Ataque com drones fecha oleoduto estratégico da Arábia Saudita e aumenta temor de nova disparada do petróleo
Riad suspendeu preventivamente uma das principais rotas de exportação do país após ataques lançados do território iraquiano
Ataque com drones fecha oleoduto estratégico da Arábia Saudita e aumenta temor de nova disparada do petróleo
Riad suspendeu preventivamente uma das principais rotas de exportação do país após ataques lançados do território iraquiano
A Arábia Saudita suspendeu temporariamente a operação do oleoduto Leste–Oeste após ataques com drones atingirem a estrutura. O episódio ocorreu nas regiões de Riad e Medina e provocou feridos e danos materiais.
Segundo o governo saudita, os drones partiram do território do Iraque. No entanto, as autoridades ainda não identificaram publicamente os responsáveis pelo ataque.
O Ministério da Energia informou que interrompeu o funcionamento do oleoduto como medida de precaução. Até agora, Riad não divulgou uma previsão para a retomada completa das operações.
O governo do Iraque confirmou que os aparelhos foram lançados de seu território. Além disso, Bagdá abriu uma investigação e demitiu o comandante responsável pelas operações militares na província de Maysan.
O primeiro-ministro iraquiano, Ali al-Zaidi, também condenou o ataque. Segundo ele, o país não aceitará ações que prejudiquem suas relações com a Arábia Saudita.
Rota estratégica para o petróleo
O oleoduto Leste–Oeste possui aproximadamente 1.200 quilômetros. A estrutura liga Abqaiq, próxima ao Golfo Pérsico, ao porto de Yanbu, localizado no Mar Vermelho.
A rota ganhou ainda mais importância após a escalada do conflito no Oriente Médio. Isso porque o oleoduto permite transportar petróleo sem passar pelo Estreito de Ormuz.
A estrutura possui capacidade total para transportar até 7 milhões de barris diariamente. Desse volume, cerca de 5 milhões podem atender às exportações, segundo informações da Saudi Aramco.
Além disso, as exportações sauditas pelo porto de Yanbu mais que dobraram desde o início da guerra, conforme dados da Agência Internacional de Energia.
Portanto, qualquer interrupção prolongada pode reduzir a oferta disponível no mercado internacional. A situação também aumenta a preocupação com a segurança das instalações energéticas sauditas.
Pressão sobre duas rotas comerciais
Enquanto isso, os houthis ampliaram o controle sobre áreas estratégicas do Iêmen. O grupo tomou a ilha de Perim, situada no estreito de Bab al-Mandab, na entrada do Mar Vermelho.

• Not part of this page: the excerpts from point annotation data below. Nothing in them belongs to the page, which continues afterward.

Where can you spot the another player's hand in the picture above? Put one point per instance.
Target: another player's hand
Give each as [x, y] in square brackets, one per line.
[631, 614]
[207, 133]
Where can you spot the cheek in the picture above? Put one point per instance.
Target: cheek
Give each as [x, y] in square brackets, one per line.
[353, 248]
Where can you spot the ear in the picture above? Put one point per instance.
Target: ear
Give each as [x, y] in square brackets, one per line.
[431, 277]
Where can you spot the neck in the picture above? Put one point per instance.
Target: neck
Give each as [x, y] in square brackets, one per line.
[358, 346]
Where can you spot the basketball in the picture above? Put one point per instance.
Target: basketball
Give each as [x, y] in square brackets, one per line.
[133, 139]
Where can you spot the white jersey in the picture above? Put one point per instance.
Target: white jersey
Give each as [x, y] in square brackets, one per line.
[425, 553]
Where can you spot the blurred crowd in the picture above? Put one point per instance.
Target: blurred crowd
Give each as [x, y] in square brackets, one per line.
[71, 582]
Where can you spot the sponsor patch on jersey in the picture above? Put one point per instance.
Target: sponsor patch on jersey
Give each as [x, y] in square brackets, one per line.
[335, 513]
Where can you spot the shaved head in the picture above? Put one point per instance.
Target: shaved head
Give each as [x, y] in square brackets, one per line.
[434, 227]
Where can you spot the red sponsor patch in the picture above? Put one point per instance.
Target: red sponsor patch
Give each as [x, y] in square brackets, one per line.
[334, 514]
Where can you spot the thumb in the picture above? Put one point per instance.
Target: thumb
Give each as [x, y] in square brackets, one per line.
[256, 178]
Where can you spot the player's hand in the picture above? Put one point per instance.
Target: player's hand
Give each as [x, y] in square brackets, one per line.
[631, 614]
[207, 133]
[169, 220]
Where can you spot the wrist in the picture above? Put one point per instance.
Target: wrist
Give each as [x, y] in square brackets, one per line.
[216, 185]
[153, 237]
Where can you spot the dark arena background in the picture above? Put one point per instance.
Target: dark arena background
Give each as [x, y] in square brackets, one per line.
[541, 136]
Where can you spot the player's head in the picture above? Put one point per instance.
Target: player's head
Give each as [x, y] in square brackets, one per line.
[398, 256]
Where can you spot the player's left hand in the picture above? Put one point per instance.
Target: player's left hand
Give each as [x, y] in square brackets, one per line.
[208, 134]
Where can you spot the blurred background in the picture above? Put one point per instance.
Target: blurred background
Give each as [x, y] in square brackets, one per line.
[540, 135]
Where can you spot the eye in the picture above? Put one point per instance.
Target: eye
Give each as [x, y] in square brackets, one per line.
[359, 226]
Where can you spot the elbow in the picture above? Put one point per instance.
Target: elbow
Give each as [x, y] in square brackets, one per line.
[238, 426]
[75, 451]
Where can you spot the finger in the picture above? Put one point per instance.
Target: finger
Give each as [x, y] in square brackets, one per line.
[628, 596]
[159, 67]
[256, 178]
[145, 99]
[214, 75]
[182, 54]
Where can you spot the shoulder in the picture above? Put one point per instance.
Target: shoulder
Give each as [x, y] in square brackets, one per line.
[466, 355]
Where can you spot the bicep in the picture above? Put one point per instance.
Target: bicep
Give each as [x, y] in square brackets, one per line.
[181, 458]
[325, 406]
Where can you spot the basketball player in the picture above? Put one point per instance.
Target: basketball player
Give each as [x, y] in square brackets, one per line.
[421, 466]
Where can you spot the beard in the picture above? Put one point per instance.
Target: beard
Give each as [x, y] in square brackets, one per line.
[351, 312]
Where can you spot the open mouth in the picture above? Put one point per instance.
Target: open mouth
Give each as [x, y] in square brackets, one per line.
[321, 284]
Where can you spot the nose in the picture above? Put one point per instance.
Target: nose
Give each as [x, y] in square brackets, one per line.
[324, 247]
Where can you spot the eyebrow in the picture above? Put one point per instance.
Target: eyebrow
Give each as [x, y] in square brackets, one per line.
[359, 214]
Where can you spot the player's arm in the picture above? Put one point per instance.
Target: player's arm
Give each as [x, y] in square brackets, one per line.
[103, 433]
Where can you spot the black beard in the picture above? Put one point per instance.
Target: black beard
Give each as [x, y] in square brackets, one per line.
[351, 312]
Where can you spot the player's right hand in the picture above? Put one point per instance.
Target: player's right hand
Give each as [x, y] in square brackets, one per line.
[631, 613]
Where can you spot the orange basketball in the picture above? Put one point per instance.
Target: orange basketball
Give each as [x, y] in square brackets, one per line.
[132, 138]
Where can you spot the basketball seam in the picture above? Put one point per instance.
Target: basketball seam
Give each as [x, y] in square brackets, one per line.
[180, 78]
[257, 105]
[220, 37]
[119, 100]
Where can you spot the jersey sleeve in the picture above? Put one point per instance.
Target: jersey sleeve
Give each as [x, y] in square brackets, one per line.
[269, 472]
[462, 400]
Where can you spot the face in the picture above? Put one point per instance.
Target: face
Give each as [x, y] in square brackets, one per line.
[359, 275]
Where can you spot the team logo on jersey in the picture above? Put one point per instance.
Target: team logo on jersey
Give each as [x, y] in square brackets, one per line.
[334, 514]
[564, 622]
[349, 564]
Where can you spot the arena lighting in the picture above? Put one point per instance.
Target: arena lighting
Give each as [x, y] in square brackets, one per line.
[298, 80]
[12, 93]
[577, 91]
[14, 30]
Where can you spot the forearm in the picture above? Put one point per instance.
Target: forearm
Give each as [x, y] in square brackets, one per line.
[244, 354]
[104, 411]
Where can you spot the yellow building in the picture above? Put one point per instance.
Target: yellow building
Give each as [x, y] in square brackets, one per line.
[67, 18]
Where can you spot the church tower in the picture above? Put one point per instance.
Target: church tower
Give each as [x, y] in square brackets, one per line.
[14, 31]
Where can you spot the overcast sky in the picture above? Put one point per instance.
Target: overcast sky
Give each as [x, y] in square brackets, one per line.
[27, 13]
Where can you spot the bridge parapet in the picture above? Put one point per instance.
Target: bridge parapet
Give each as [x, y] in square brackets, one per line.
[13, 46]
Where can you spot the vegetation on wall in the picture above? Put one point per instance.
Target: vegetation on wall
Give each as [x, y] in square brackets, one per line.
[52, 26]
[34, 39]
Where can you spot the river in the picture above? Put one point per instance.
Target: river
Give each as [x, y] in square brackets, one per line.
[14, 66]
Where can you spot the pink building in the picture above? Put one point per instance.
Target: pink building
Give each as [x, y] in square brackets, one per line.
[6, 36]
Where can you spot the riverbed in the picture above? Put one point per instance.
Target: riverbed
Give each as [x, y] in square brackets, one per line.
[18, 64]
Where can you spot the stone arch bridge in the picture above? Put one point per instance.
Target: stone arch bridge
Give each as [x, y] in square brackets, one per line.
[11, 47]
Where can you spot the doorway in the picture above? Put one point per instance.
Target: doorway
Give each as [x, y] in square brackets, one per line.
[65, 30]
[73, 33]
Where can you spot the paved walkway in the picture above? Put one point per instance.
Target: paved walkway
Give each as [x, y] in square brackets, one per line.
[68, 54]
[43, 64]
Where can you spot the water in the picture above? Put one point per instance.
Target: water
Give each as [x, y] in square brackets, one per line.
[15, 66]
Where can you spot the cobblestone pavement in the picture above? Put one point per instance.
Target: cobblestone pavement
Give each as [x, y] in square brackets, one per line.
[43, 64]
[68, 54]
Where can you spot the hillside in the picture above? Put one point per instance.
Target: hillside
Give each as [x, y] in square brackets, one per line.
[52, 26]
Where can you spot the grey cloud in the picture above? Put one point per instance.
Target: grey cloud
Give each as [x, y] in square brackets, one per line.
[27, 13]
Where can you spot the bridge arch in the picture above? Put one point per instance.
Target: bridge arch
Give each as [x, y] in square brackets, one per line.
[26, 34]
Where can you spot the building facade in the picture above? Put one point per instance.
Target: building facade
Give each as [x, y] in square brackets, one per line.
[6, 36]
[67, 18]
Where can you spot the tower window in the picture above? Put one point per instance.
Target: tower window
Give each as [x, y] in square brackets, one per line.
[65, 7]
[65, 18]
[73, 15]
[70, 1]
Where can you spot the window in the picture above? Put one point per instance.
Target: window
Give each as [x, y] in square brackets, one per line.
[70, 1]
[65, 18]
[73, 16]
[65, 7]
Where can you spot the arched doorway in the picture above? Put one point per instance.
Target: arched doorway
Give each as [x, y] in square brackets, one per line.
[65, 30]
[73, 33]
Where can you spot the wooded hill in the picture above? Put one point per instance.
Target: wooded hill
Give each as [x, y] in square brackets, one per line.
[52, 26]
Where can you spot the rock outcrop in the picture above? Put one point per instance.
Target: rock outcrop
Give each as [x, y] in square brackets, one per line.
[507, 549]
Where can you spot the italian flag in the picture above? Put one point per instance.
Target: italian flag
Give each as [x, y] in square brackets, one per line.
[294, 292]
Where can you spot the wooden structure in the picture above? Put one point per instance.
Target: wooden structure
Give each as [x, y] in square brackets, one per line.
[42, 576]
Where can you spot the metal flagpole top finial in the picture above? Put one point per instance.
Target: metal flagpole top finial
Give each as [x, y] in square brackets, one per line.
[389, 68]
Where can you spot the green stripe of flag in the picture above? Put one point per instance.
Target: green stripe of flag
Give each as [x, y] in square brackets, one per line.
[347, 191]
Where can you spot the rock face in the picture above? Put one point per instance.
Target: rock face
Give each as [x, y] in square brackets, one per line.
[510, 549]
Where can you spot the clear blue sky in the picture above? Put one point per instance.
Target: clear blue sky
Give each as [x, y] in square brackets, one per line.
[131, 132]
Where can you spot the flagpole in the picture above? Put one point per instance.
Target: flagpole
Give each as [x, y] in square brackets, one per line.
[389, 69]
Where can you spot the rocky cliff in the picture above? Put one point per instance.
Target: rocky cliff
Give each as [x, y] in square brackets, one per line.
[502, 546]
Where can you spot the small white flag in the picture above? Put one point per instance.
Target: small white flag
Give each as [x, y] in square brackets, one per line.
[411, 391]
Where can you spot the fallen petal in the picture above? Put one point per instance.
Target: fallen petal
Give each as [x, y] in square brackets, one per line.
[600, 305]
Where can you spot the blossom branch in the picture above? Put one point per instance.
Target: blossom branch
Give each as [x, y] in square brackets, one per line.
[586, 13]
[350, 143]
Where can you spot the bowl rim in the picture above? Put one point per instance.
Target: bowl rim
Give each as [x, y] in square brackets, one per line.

Essa passagem conecta o oceano Índico ao Canal de Suez e representa uma rota essencial entre a Ásia e a Europa. Por isso, o avanço houthi aumenta a preocupação com o transporte de petróleo e outras mercadorias.
Os rebeldes, apoiados pelo Irã, afirmaram que a navegação continuará segura, com exceção dos interesses ligados à Arábia Saudita. Ainda assim, empresas marítimas podem evitar a região diante do risco de novos ataques.
O presidente dos Estados Unidos, Donald Trump, declarou acreditar em uma possível responsabilidade iraniana no ataque ao oleoduto. Porém, ele não apresentou provas. O governo do Irã não assumiu a autoria da ação.
Além disso, Arábia Saudita, Iraque e Irã ocupam posições diferentes no conflito regional. Essa disputa aumenta o risco de novos ataques e dificulta uma solução diplomática rápida.
Petróleo já supera os US$ 100
O petróleo Brent já havia ultrapassado os US$ 100 por barril nesta semana, antes da confirmação do fechamento do oleoduto. Agora, o novo ataque aumenta o temor de uma redução ainda maior na oferta global.
Caso a interrupção se prolongue, o mercado pode enfrentar uma nova pressão sobre os preços. Além disso, problemas simultâneos em rotas importantes elevariam os custos de transporte e seguro dos navios.
No Brasil, uma alta persistente do petróleo pode influenciar os preços dos combustíveis, dos fretes e das passagens aéreas. Entretanto, o impacto nas bombas também depende do câmbio, dos impostos e da política comercial adotada pela Petrobras.
A Arábia Saudita afirmou que poderá tomar as medidas necessárias para defender seu território e suas instalações. Por enquanto, o mercado acompanha a extensão dos danos e aguarda uma previsão para a reabertura do oleoduto.